Fluid management optimization, anti-inflammatory therapy, and blood purification techniques are currently recommended as treatment options for critically ill patients with simultaneous kidney/lung dysfunction [Citation6]. Early identification of the high-risk population for ARDS after AKI in AP patients has potential clinical significance. It can help optimize therapeutic strategies and reduce deleterious kidney-lung crosstalk. However, there exists no model sufficiently reliable to predict ARDS in AP patients complicated with AKI.

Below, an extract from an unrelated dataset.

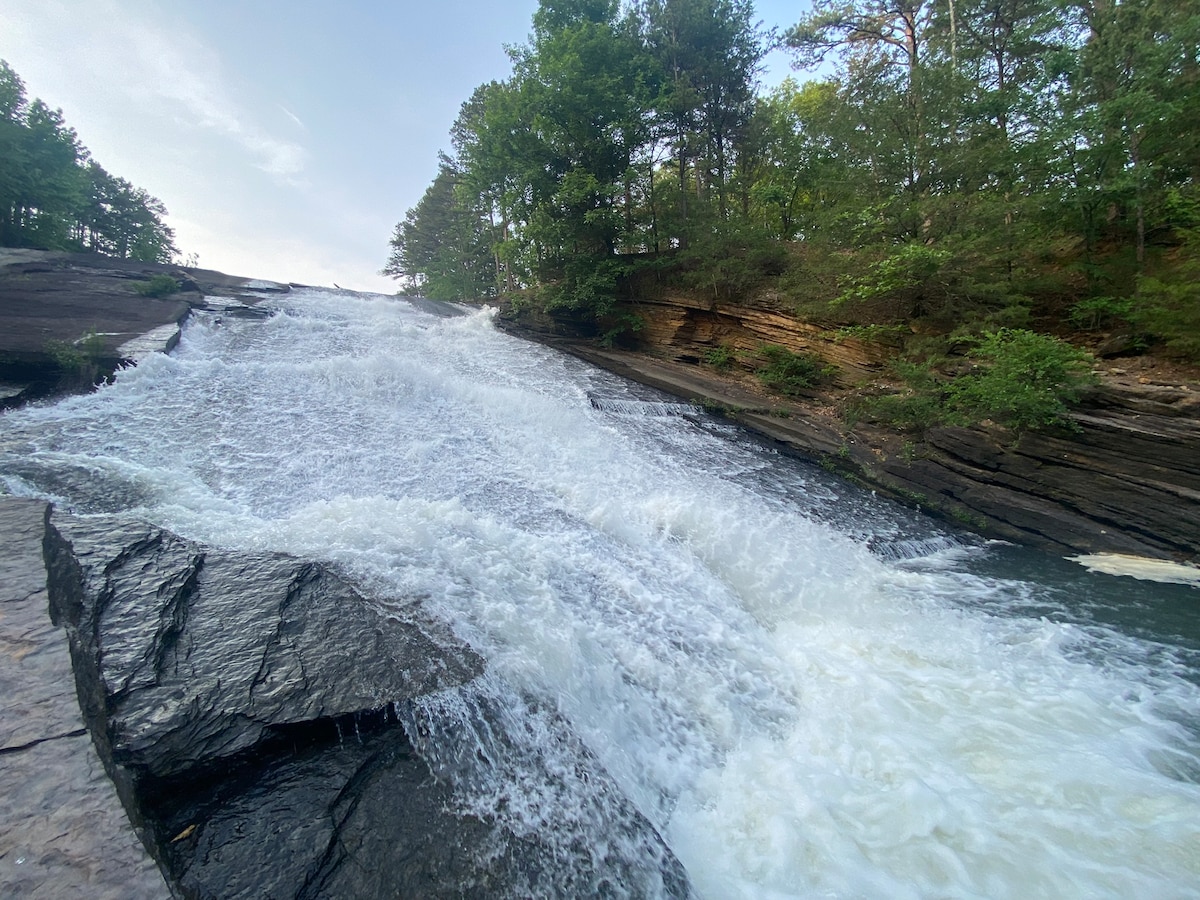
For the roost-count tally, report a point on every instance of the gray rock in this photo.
(187, 654)
(63, 831)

Machine learning(ML) is being used in clinical practice for disease prediction or treatment decisions. Among several methods, a random forest (RF) algorithm can handle datasets with many predictive parameters, minimize the potential overfitting of variables and show high practical performance [Citation7]. As a visualization model, nomogram has been widely used in clinical prediction and prognostic research [Citation8].

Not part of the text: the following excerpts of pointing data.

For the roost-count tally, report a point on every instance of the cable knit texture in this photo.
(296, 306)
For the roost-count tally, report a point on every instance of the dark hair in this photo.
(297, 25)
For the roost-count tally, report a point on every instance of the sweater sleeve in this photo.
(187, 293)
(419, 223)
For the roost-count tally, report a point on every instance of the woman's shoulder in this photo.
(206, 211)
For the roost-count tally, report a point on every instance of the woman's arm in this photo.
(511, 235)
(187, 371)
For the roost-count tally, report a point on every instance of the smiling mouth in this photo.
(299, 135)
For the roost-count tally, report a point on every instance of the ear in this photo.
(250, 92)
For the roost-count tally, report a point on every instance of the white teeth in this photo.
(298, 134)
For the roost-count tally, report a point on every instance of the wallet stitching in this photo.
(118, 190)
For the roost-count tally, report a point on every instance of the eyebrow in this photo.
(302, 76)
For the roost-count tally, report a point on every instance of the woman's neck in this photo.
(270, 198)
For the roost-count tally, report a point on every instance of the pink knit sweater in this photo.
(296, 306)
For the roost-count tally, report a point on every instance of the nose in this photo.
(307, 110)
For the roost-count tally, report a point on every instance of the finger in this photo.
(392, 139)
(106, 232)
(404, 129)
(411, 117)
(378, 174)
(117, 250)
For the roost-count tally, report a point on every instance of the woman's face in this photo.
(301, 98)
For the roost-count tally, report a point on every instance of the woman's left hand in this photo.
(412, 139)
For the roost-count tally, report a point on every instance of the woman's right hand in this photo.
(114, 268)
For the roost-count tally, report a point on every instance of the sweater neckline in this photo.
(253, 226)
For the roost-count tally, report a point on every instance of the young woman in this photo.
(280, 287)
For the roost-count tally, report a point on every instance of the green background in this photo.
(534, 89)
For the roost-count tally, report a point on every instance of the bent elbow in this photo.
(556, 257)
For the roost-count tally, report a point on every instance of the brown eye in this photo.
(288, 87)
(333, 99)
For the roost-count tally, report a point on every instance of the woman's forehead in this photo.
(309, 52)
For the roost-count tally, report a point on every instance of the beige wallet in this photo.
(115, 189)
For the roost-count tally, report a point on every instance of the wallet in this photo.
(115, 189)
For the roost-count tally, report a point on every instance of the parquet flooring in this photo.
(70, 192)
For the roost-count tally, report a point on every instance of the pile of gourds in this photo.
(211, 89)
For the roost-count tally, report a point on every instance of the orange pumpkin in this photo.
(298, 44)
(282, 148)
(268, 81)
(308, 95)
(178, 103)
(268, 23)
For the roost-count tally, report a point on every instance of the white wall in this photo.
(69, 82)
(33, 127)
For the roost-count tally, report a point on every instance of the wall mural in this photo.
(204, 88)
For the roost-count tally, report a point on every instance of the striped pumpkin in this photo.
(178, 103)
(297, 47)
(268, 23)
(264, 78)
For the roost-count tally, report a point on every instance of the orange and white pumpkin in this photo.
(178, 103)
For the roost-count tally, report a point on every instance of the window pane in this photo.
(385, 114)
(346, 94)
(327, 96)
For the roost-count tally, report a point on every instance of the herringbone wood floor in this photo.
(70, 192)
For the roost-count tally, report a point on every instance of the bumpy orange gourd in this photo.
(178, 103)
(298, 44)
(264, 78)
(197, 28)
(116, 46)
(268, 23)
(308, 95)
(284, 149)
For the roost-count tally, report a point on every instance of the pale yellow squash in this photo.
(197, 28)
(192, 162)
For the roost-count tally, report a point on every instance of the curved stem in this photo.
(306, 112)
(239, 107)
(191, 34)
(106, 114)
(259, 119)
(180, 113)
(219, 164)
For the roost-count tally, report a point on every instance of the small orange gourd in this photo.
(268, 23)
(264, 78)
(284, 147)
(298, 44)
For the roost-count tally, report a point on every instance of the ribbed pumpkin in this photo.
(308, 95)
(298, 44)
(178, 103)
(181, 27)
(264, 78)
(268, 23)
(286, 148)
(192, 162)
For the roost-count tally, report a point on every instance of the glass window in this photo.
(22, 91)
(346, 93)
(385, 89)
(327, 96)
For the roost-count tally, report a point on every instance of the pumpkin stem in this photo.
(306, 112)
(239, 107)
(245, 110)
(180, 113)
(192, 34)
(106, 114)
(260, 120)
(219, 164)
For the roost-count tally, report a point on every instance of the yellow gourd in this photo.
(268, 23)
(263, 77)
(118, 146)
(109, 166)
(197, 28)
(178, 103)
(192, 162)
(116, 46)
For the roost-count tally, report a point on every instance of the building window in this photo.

In this study, we aim to develop a simple and applicable nomogram for predicting ARDS in AP patients complicated with AKI to help clinicians identify high-risk patients and optimize therapeutic strategies.
2. Methods
2.1. Study design and participants
All AP patients complicated with AKI admitted to the First Affiliated Hospital of Dalian Medical University (Dalian City, Liaoning Province, China) within 72 h of symptom onset from January 2019 to March 2022 were enrolled in this retrospective study. ARDS occurred within 1 week of the onset of AP and followed the diagnosis of AKI. Exclusion criteria were as follows: (1) age under 18 years; (2) malignant tumors; (3) chronic pancreatitis or recurrent pancreatitis; (4) chronic kidney disease; (5) abdominal trauma or surgeries; (6) organ failure caused by underlying diseases (such as heart failure, chronic obstructive pulmonary disease and diabetic ketoacidosis); (7) pregnancy and the immune-deficiency disorders; (8) with incomplete medical data (percent of missing data more than 50%). The enrolled participants was randomly assigned to the training and validation cohort in a 2:1 ratio.
2.2. Definitions
According to the guidelines for the management of AP [Citation3,Citation9], acute pancreatitis can be diagnosed based on the fulfillment of two or more of the following: clinical symptoms (upper abdominal pain); laboratory results (the level of serum amylase or lipase is more than three-times the upper limit of the normal value); and/or imaging criteria (CT, MRI, ultrasonography). The severity of AP were evaluated based on the revised Atlanta classification (2012) [Citation10].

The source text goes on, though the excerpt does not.